I’ll keep that in mind, thanks, though I would prefer using stdlib for this, if possible.
type result = Result
(* Some parsing result. *)
type in_channel = unit -> string option
(* Input channel, will be abstract in interface. *)
let parse : in_channel -> result =
fun input ->
let next_line () =
match input () with None -> raise End_of_file | Some line -> line
in
try
while true do
let line = next_line () in
Printf.printf "Got: %s\n%!" line
done
with End_of_file -> Result
let from_scanf_channel : Scanf.Scanning.in_channel -> in_channel =
fun input ->
fun () ->
try
let line = Scanf.bscanf input "%[^\n]" Fun.id in
(try Scanf.bscanf input "\n" ()
with End_of_file -> if line = "" then raise End_of_file);
Some line
with End_of_file -> None
let channel_of_in_channel : In_channel.t -> in_channel =
fun input -> fun () -> In_channel.input_line input
let channel_of_string : string -> in_channel =
fun s -> from_scanf_channel (Scanf.Scanning.from_string s)

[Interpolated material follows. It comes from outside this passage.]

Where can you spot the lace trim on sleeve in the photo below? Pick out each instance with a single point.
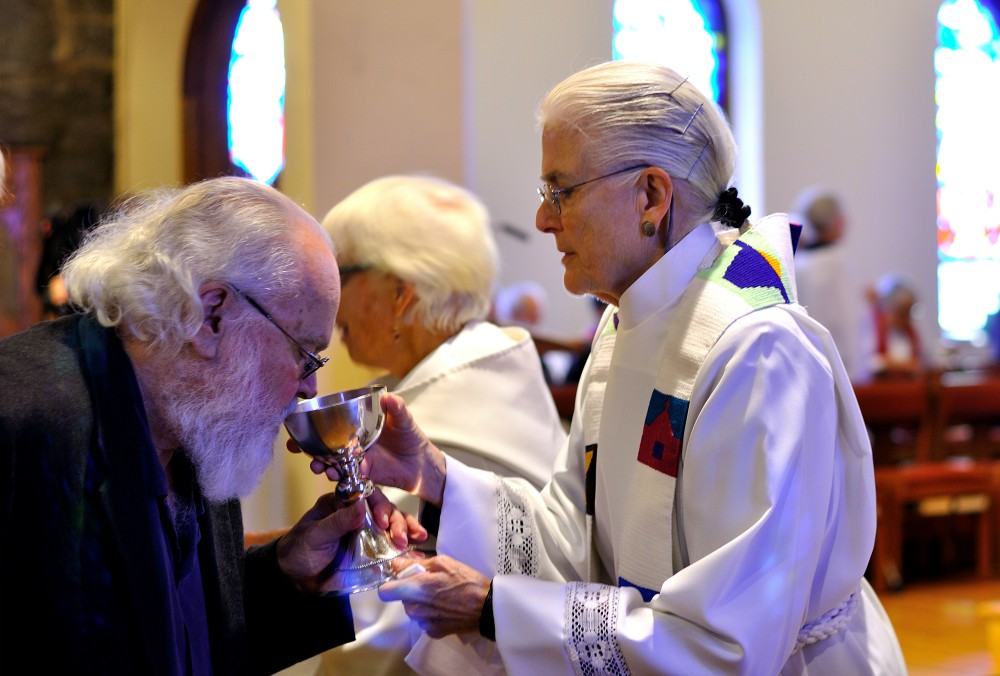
(591, 628)
(517, 547)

(* Alternative implementation: *)
let channel_of_string' : string -> in_channel =
fun s ->
let lines = ref (String.split_on_char '\n' s) in
fun () ->
match !lines with
| [] | [ "" ] -> None
| x :: xs ->
lines := xs;
Some x
let channel_of_line_seq : string Seq.t -> in_channel = Seq.to_dispenser
let _ =
(* This works fine: *)
ignore @@ parse (channel_of_string' "ABC\nDEF\n");
(* And this works fine too now: *)
ignore @@ parse (channel_of_string' "ABC\nDEF")
Using the alternative channel_of_string' implementation, it would allow me to completely get rid of Scanf.
I have been thinking about this more. An issue is that I lose interoperability of course. For example, if I do not just want to parse my own data types from that stream but also other data (using third-party libraries or the stdlib), this isn’t trivially possible. For example, if I turn strings in memory into my in_channel, then I would need to also provide a function to turn the not-parsed part of this in_channel back into a string, I guess. Or I would need to provide some sort of interface that allows other parsers (byte stream consumers?) to access my in_channel.
In theory, I would rather see structually typed signatures as an “interface” for such I/O operations and then do my parsing within a functor that takes such an interface as an argument (but that might be unhandy in practice). Or, we need a common concrete interface for I/O that is interoperable. Maybe Scanf.Scanning.in_channel is such an interface provided by the stdlib (when it comes to parsing), but I’m not sure what to think. Or a third-party library (which I mostly rule out for my own use-case).